Daphne ließ sich zu Boden fallen. Splitter schlugen hinter ihr die Wand ein, einige zerrissen ihren Mantel und streiften ihren Rücken, andere drangen in ihren Körper ein. Sie prallte auf den Boden und krümmte sich von den stechenden Schmerzen gepeinigt zusammen, die von den Splittern in ihrem Rücken ausgingen.
Kellermann sackte lautlos in sich zusammen und schlug dumpf auf dem Boden auf. Sein blutiger, formloser Kopf geriet in Daphnes Blickfeld. Sie erhob sich taumelnd, tat ein paar Schritte rückwärts, wandte sich um, brach im Flur in die Knie und übergab sich.
Nach einigen Minuten konnte Daphne wieder klar denken. Sie erhob sich und ging zurück, blieb aber im Türrahmen stehen. Seltsam emotionslos betrachtete sie die Leiche ihres Mannes. Der Fund des Laserrohrs in seinem Schreibtisch vor drei Wochen hatte nur den Schluß zugelassen, daß ihr Leben in Gefahr war. Die Kombination des Schlosses war lächerlich einfach gewesen, kein Hindernis für Daphne, die längst davon überzeugt gewesen war, daß ihr Mann etwas vor ihr verbarg.

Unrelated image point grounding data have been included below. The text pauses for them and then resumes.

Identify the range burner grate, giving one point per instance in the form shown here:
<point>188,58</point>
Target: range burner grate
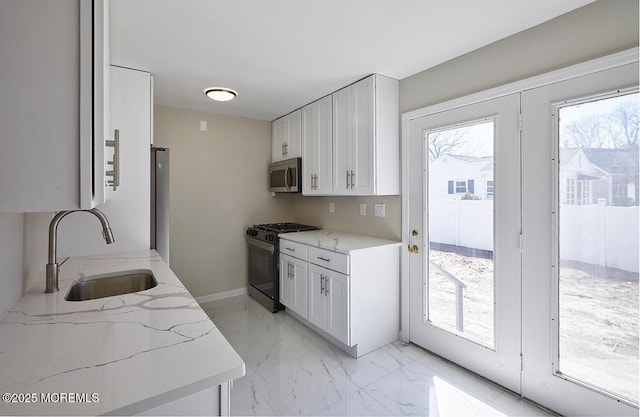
<point>285,227</point>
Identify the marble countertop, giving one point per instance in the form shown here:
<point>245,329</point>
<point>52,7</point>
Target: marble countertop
<point>337,241</point>
<point>130,352</point>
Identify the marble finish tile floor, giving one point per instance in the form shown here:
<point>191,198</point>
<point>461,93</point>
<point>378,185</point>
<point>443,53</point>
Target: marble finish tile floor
<point>290,370</point>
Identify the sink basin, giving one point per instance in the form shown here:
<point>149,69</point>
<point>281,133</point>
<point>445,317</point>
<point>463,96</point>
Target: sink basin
<point>108,285</point>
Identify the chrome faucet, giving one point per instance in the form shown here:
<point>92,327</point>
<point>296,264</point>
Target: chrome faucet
<point>52,265</point>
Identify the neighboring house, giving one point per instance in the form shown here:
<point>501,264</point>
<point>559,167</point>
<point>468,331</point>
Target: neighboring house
<point>587,176</point>
<point>459,177</point>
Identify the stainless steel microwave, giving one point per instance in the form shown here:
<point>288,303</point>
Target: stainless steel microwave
<point>286,176</point>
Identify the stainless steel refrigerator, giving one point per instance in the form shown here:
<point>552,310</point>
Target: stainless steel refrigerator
<point>160,201</point>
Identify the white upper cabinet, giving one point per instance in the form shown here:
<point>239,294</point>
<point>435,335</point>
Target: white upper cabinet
<point>128,207</point>
<point>366,147</point>
<point>54,107</point>
<point>317,147</point>
<point>286,137</point>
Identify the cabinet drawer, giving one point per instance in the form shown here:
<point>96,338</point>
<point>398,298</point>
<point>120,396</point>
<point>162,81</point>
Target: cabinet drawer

Auch Daphne hatte Informationen über den Bau von Laserrohren in der Datensphäre gefunden, vor drei Nächten die Latexhandschuhe aus dem Erste Hilfe-Schrank genommen, übergestreift, die Schreibschublade geöffnet, mit zitternden Fingern das Gehäuse geöffnet und eine Rückkopplungsschaltung installiert, von deren Funktion sie keineswegs völlig überzeugt gewesen war – bis vor wenigen Minuten.
Die Replikantin saß noch auf dem Sofa, doch das Gesicht war starr. Auf ihrem Jackett befanden sich einige rote Flecken. Daphne konnte nicht erkennen, es sich lediglich um Blutspritzer handelte oder ob auch die Replikantin von Splittern getroffen worden war. Doch sie atmete regelmäßig und das Gesicht war unverletzt.
Daphne lächelte wieder. Sie spürte ihre Schmerzen nicht mehr. Sie mußte nicht einmal lügen, wenn sie nachher mit der Polizei sprach. Auf den Trümmerteilen der Waffe würde man nur die Fingerabdrücke ihres Mannes finden, die Handschuhe hatte sie längst entsorgt. Und nach dem Abschluß des Ermittlungsverfahren würde die Wohnung ihr gehören – und auch die Replikantin, eine angenehme Draufgabe, mit der sie nicht gerechnet hatte. Sicherlich hatte Bernhard sie darauf konditionieren lassen, auch ihren, Daphnes, Arbeitsplatz zu übernehmen.
Daphne spielte mit dem Gedanken, auch die Fische zu behalten.